Topological tools for algebraic problems
Topology began around 1900 with Poincaré and Noether, who used algebra to study shapes and spaces. Since then, this relationship has reversed in some cases: topological tools now help study algebra. Often, to study algebraic objects topologically, researchers use algebraic homology theories. ''You can think of these as a sort of scanner, like an x-ray, and they give you a topological picture of your algebraic input. “Taking a scan” here really means doing a calculation, and these calculations are often exceedingly difficult. Many mathematicians around the world, in many different areas, work on problems that involve this sort of calculation'', Boyde explains.
Unexpected discovery
Recently, researchers made key advances in computing homology for diagram algebras, algebraic structures where elements are geometric diagrams. In joint work with Boyd, Randal-Williams and Sroka, they discovered unexpected structure: a new way of breaking it into small pieces, and an, even more surprising, way of multiplying elements. This makes both computation and expression of results much more efficient.
New topological insights into knots and algebra
Mathematicians now have access to a lot of new topological information about diagram algebras. Therefor Boyde want to figure out what that can tell us about the other parts of mathematics where these algebras play a role (principally knot theory and representation theory). Boyde: ''The project has two main goals: first, to investigate what additional information about knots can be uncovered by studying the homology of diagram algebras beyond what is captured by the Jones polynomial.

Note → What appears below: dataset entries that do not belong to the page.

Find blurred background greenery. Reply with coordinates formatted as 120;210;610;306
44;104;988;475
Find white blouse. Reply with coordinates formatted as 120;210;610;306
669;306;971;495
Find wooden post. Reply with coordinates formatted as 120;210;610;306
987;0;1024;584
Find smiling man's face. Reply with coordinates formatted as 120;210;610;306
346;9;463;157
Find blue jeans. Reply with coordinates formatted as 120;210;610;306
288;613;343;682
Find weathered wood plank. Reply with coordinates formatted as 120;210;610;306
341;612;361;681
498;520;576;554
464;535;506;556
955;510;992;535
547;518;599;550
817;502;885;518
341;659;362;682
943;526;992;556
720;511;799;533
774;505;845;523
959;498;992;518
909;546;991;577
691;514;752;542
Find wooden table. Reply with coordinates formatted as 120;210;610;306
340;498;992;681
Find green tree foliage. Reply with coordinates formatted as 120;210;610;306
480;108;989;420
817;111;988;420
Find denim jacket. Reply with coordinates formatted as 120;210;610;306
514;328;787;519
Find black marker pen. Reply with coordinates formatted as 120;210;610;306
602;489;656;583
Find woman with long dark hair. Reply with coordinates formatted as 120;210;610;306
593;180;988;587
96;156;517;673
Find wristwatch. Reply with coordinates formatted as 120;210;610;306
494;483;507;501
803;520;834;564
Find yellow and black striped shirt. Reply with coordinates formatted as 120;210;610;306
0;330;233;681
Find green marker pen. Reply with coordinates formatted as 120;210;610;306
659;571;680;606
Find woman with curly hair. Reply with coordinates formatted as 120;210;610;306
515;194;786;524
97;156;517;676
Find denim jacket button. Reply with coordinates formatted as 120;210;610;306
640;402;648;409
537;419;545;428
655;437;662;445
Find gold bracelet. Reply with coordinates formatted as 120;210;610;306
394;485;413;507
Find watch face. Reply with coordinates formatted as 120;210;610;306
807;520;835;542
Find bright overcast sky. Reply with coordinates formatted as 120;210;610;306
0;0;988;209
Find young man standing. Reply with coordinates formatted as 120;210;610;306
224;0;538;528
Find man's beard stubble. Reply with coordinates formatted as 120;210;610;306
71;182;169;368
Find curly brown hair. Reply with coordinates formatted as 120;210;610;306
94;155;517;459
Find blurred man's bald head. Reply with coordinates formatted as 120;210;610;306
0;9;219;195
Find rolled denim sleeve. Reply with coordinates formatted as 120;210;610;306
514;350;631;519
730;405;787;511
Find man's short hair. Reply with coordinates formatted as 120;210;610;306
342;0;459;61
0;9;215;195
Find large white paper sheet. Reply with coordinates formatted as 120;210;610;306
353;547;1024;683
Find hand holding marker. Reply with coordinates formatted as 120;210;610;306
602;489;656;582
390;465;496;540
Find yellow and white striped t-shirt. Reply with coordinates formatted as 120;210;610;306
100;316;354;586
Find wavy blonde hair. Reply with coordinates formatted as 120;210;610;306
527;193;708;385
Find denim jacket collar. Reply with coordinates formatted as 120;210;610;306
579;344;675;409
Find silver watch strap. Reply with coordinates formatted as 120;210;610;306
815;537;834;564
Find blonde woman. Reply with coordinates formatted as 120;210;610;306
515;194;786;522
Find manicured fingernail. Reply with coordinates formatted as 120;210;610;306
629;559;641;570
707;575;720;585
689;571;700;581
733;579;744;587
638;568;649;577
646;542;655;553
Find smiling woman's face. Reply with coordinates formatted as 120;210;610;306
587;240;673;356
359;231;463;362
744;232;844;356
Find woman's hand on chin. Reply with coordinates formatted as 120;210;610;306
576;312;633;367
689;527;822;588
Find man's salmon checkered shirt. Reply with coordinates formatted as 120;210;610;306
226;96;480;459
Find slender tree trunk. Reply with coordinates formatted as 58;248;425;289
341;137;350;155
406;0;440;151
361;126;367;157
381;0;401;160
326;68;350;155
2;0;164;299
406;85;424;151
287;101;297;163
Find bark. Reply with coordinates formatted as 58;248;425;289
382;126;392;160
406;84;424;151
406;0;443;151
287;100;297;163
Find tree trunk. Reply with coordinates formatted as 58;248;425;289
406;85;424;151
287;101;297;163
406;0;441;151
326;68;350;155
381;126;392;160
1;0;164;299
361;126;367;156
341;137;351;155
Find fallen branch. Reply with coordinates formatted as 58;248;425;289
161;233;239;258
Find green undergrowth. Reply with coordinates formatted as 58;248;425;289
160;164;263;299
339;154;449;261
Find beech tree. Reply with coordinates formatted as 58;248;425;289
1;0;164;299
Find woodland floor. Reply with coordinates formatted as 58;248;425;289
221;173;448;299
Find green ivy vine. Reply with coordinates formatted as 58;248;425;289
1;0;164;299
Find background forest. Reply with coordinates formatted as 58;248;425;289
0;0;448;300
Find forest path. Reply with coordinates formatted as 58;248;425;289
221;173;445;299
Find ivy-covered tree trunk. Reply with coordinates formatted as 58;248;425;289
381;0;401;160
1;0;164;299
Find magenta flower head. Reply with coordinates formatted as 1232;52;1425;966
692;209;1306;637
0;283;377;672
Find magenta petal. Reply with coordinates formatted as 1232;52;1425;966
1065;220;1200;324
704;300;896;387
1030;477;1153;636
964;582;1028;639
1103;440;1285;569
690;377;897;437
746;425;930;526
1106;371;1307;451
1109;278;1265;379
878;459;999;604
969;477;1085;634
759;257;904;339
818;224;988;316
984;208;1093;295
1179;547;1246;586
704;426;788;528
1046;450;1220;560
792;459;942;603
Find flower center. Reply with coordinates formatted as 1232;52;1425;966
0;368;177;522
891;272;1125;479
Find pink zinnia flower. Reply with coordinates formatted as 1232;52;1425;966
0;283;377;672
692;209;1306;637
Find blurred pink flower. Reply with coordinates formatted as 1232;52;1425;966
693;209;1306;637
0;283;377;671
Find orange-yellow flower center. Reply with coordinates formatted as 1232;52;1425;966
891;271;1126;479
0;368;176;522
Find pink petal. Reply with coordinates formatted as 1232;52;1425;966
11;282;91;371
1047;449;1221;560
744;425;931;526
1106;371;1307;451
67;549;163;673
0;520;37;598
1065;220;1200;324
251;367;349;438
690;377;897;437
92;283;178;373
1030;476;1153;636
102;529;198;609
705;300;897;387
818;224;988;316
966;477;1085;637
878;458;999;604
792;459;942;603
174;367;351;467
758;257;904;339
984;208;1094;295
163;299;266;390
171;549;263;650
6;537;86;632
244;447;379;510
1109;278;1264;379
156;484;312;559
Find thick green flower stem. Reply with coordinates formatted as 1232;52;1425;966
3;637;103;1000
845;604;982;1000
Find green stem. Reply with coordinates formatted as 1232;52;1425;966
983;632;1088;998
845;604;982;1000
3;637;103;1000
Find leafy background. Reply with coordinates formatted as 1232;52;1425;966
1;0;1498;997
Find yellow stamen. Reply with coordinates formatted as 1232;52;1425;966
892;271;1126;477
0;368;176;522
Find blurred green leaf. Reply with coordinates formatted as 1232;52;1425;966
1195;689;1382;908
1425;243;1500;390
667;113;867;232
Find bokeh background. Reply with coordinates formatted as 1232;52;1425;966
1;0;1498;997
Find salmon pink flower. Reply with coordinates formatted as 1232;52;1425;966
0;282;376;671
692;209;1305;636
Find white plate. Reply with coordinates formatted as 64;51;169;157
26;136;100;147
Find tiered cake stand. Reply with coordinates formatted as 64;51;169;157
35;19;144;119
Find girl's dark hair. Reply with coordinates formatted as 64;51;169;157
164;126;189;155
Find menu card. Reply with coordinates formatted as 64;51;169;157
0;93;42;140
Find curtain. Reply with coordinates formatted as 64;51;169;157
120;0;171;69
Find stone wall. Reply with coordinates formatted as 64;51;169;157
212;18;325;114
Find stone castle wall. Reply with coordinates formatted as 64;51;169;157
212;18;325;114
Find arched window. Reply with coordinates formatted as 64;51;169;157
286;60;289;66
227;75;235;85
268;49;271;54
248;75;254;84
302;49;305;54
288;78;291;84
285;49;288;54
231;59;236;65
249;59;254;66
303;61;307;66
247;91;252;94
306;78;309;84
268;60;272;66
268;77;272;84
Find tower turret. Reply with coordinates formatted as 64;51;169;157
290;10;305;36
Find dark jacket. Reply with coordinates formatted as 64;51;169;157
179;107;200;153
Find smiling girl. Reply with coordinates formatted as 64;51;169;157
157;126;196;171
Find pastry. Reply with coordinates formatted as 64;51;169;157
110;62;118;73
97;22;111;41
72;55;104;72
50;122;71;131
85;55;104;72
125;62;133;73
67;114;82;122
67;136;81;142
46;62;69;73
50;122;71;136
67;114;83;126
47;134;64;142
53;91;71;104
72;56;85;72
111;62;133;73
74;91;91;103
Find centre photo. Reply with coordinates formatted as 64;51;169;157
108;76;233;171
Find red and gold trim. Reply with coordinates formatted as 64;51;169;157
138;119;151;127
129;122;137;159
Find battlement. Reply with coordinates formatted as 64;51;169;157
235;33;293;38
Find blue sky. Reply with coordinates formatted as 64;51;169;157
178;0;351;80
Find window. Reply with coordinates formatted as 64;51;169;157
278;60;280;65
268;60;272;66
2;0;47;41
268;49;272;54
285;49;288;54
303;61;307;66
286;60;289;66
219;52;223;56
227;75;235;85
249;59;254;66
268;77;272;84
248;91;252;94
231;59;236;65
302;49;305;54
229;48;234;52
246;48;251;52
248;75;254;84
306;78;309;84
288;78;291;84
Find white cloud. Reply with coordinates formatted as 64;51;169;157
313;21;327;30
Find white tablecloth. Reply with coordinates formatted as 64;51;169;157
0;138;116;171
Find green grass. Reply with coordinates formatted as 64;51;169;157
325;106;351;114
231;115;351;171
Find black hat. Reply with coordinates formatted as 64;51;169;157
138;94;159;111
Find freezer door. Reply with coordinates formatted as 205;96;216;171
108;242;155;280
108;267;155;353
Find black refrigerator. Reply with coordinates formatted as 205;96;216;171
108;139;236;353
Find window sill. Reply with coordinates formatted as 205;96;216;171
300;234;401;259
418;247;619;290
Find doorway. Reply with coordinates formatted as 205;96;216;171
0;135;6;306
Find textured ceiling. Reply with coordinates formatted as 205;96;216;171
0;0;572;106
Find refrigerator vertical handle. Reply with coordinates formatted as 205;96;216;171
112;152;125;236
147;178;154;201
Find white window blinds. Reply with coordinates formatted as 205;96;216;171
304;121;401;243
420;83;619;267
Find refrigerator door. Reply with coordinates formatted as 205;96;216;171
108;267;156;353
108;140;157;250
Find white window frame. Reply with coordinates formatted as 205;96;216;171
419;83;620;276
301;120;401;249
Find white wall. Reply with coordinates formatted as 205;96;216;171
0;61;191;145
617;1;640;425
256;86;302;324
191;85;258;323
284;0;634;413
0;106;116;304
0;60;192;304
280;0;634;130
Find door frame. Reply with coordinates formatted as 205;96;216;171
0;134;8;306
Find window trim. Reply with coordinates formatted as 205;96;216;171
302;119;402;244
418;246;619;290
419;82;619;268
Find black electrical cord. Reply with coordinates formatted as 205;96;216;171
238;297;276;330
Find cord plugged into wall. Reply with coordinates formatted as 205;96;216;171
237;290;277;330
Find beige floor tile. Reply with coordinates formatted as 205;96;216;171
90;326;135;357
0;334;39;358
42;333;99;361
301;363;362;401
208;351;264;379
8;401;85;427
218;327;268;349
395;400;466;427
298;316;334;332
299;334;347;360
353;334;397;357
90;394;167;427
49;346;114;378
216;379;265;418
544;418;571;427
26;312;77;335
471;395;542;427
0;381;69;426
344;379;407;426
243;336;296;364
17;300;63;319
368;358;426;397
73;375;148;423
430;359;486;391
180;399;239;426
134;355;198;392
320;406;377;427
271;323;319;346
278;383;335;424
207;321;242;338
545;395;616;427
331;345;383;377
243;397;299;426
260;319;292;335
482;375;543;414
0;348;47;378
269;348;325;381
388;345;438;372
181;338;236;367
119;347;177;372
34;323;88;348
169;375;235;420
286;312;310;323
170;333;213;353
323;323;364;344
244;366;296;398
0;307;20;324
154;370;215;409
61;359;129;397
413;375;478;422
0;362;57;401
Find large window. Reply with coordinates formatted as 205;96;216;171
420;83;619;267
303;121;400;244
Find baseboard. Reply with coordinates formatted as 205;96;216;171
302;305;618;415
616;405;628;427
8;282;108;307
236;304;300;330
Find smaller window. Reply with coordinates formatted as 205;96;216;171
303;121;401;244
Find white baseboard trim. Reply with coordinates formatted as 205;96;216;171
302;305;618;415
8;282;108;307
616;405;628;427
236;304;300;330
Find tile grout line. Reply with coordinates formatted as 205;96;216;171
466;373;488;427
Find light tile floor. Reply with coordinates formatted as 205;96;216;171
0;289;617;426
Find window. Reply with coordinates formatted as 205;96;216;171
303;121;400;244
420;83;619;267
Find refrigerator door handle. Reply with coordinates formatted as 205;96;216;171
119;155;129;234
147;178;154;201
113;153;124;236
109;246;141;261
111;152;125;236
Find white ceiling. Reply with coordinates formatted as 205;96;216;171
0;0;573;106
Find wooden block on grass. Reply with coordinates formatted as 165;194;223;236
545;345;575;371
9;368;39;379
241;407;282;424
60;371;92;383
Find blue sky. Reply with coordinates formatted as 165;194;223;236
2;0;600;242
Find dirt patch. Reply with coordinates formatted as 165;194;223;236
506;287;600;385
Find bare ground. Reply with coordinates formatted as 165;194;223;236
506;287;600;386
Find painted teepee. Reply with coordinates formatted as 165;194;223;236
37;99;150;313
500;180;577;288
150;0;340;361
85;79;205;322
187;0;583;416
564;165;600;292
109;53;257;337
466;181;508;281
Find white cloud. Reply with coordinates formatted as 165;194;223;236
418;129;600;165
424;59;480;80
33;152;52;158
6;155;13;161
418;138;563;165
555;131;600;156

And second, to develop and apply a newly discovered method (a spectral sequence, in collaboration with Sroka) for computing Hochschild homology. A more powerful and detailed homological tool that reveals deeper geometric structures and plays a key role in areas such as support varieties in representation theory.''
Boyde will join the Center for Topology and Applications Amsterdam for the upcoming three years.
Veni
The NWO Veni grant, of up to 320.000 euros, is awarded to excellent researchers who have recently obtained their PhD, to conduct independent research and develop their ideas for a period of three years. Laureates are at the start of their scientific career and display a striking talent for scientific research.